Yves Smith at Naked Capitalism points us to exploring how the pursuit of “efficiency”, for example in supply chains, without assessing what other risks are involved and planning ahead can result in major problems:

It isn’t all that hard to understand that stressing efficiency at all cost comes at the expense of safety. Engineers will tell you that efforts that are pro-safety involve various forms of buffers and redundancy and are thus costly. During the early days of the crisis, commentators often discussed the implications of Richard Bookstaber’s book A Demon of Our Own Design, in which he argued that systems that lacked breaks between various processes were tightly coupled, which meant that a failure at one point in the process would propagate through the entire system, as if one transformer failing would bring down an entire electrical grid.

Anyone who has been on the periphery of manufacturing can see that all its fads can easily have pushed too many companies into failure-prone systems. Just in time inventory was a reversal of the historical propensity of manufactures to carry a lot of inventory to make life easier for managers. That practice in isolation might not be a bad thing. But over the years, many manufacturers have also concentrated on limiting the number of vendors to give them more bargaining leverage with them and squeeze them on costs. That increases dependence on suppliers while also increasing the riskiness of their operations. It has finally become fashionable to work with vendors or offshored factories in countries with low labor costs like China, Bangladesh, and Vietnam. Long transit times also increases business risk.

Now of course, like traders, top manager have every reason not to be terribly worried about long term risks.

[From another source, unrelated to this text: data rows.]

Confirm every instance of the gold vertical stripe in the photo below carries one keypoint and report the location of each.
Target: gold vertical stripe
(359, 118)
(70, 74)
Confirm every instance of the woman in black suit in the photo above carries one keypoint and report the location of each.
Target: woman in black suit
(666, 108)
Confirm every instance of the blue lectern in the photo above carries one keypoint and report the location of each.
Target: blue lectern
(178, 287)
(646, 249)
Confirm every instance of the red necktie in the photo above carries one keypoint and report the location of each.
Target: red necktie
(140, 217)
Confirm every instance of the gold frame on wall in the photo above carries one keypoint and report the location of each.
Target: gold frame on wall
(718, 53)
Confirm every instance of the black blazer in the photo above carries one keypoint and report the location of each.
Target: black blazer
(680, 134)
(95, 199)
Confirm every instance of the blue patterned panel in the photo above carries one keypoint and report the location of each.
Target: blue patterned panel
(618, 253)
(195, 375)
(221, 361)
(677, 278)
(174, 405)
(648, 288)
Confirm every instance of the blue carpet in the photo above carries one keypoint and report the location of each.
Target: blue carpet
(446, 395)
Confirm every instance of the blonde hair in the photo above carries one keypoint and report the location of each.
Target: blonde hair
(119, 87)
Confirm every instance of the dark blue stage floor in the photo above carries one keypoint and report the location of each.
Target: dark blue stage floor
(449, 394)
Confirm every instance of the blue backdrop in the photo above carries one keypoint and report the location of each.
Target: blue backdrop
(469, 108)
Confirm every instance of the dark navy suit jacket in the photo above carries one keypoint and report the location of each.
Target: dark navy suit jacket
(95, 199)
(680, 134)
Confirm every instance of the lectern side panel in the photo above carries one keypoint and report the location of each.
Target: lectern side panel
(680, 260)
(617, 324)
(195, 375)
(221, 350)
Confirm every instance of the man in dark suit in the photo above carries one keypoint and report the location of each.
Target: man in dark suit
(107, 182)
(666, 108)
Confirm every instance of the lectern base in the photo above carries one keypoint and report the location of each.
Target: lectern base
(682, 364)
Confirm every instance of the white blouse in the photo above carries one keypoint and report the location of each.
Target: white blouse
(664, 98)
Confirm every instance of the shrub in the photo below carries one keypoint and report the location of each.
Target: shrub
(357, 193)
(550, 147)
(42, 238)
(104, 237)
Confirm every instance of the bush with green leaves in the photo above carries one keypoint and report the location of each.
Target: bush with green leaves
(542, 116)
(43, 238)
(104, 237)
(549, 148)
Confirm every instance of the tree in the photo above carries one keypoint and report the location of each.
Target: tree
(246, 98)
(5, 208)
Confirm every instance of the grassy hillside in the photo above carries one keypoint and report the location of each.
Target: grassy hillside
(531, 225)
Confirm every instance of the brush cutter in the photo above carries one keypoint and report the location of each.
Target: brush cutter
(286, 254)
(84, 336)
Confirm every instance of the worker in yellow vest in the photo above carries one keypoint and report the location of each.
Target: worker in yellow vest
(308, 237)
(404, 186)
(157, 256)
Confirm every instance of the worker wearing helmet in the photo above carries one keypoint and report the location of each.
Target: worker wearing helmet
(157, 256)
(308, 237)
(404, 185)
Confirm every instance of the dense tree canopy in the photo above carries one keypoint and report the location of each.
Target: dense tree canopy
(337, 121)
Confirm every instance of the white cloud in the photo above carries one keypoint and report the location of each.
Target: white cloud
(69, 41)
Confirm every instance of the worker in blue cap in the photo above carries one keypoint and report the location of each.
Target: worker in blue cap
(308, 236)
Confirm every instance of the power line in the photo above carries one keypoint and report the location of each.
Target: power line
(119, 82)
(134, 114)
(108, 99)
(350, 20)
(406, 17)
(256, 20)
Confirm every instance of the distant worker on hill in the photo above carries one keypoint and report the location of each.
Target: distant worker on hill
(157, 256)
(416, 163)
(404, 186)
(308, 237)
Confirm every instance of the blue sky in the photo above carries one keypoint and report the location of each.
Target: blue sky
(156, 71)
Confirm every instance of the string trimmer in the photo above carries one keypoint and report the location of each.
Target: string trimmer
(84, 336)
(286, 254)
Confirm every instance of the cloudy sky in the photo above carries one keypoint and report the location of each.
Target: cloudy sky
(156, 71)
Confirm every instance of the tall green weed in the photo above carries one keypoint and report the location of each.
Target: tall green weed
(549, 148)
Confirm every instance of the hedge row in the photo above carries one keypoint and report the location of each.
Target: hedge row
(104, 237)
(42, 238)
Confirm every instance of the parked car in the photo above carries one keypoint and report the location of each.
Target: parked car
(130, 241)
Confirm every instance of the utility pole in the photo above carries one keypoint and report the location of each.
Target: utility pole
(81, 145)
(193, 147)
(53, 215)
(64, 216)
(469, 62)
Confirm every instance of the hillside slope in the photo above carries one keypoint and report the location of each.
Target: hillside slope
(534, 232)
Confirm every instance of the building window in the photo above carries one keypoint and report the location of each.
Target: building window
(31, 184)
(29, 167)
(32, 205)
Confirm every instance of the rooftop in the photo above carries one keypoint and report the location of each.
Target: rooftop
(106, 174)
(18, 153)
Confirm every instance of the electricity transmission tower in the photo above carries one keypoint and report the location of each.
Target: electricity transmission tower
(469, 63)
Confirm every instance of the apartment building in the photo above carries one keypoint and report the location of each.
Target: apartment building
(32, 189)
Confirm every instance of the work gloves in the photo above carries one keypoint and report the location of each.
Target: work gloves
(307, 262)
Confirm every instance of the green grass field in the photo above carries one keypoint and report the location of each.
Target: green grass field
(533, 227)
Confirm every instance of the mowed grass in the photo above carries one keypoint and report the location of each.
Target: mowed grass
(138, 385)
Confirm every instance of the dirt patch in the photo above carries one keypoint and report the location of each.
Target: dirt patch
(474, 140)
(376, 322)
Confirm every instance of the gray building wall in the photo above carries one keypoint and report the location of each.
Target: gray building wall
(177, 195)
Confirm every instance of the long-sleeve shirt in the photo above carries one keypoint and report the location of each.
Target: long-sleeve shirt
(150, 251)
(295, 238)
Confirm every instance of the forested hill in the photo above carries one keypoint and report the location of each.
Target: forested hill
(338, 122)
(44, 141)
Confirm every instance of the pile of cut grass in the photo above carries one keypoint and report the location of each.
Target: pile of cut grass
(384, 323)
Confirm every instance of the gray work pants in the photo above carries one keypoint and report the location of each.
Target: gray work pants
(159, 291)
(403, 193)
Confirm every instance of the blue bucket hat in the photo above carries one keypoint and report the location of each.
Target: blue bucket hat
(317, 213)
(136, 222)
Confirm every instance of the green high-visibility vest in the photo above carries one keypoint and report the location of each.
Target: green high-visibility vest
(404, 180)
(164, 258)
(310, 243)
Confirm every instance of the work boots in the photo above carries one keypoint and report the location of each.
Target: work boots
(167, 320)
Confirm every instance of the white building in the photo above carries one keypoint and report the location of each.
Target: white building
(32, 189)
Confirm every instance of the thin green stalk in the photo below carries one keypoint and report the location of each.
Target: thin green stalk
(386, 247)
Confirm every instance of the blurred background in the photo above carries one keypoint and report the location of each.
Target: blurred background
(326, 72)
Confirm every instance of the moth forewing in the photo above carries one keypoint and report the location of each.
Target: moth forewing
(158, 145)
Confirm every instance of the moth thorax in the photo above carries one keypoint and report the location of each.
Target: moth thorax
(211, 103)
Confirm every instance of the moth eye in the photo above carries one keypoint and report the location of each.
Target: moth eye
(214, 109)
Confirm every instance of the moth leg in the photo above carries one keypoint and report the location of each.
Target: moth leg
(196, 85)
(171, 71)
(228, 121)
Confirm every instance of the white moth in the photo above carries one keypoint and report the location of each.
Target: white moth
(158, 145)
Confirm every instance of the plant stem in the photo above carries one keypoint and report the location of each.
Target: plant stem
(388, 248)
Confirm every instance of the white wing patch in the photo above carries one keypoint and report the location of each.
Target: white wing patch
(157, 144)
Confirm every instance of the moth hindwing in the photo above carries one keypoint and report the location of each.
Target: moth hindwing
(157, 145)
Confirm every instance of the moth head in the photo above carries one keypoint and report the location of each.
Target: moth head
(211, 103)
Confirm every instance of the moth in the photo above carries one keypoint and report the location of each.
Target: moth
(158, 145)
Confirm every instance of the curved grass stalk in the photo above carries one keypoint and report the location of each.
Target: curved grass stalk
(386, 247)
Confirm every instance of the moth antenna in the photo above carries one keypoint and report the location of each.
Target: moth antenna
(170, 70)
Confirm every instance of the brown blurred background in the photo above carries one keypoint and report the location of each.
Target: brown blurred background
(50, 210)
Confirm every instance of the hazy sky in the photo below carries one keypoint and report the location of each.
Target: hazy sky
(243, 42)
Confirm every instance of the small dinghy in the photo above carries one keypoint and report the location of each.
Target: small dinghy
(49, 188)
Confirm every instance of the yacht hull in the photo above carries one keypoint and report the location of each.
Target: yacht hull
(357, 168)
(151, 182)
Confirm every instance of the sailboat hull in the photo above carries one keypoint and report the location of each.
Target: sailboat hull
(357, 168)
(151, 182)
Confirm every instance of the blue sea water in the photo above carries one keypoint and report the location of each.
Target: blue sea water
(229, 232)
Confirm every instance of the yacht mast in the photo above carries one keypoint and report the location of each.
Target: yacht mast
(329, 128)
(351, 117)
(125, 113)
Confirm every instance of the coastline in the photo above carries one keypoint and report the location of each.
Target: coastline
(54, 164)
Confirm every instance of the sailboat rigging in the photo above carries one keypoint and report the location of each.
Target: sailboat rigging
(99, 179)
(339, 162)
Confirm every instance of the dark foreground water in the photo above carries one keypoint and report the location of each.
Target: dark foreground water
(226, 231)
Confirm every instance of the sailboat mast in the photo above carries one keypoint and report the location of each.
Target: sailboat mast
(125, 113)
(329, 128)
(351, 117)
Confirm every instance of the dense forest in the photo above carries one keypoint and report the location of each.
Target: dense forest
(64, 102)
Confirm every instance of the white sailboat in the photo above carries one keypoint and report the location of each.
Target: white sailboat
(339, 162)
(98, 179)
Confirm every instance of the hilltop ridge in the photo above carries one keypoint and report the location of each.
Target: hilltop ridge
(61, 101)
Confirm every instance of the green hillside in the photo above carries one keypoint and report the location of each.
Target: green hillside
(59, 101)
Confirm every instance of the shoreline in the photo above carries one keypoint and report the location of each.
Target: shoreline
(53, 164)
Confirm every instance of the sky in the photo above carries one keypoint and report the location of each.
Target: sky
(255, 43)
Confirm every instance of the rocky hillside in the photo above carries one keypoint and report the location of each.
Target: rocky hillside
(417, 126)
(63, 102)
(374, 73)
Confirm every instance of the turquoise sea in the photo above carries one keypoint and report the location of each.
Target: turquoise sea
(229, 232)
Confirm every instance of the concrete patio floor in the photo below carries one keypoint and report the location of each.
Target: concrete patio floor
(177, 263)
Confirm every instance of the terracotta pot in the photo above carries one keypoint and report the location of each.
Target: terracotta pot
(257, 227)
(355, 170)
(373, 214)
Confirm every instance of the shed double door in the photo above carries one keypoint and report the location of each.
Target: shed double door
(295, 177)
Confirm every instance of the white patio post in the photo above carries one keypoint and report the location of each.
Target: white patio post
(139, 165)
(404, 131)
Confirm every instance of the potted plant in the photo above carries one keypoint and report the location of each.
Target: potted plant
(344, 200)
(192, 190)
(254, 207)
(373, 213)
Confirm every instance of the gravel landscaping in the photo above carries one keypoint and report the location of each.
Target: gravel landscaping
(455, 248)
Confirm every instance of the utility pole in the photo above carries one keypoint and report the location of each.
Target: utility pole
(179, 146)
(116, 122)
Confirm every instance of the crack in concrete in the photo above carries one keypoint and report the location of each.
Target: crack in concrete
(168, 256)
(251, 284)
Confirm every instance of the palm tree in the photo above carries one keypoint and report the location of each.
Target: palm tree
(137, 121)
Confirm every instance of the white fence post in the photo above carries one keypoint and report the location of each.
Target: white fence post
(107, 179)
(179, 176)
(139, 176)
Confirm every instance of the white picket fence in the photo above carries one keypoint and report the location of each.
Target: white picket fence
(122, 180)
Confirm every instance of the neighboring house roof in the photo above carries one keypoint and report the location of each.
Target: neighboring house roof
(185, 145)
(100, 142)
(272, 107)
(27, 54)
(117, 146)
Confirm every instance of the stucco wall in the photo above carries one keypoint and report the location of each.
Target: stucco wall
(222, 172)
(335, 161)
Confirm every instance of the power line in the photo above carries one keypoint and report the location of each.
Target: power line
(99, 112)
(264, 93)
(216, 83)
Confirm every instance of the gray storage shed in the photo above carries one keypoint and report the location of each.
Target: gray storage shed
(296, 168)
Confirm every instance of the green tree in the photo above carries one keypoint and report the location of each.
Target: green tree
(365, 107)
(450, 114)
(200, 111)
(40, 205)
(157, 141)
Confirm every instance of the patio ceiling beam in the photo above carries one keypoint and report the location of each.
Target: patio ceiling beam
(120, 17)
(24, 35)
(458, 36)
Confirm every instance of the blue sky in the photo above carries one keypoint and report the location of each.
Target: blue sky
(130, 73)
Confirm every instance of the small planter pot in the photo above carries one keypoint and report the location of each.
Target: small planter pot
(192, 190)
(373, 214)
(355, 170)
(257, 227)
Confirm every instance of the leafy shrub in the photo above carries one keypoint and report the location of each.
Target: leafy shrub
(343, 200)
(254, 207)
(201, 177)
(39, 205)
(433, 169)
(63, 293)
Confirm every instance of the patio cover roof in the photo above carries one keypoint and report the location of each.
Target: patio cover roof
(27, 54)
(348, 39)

The prototype of the profitable but risky trading strategies that Nicholas Nassim Taleb likes to deride is that they work just fine on a day to day basis but blow up catastrophically periodically. And those blowups are predictable. But as long as they aren’t likely to happen every year or every other year, decision-makers have huge incentives that increase risk as long as the blow-up risk is not all that imminent (I am waiting for a quant to devise an optimal blow up metric as a covert trading strategy tool). So we should also regard the fact that business managers have acted exactly like reckless traders to be an expected outcome.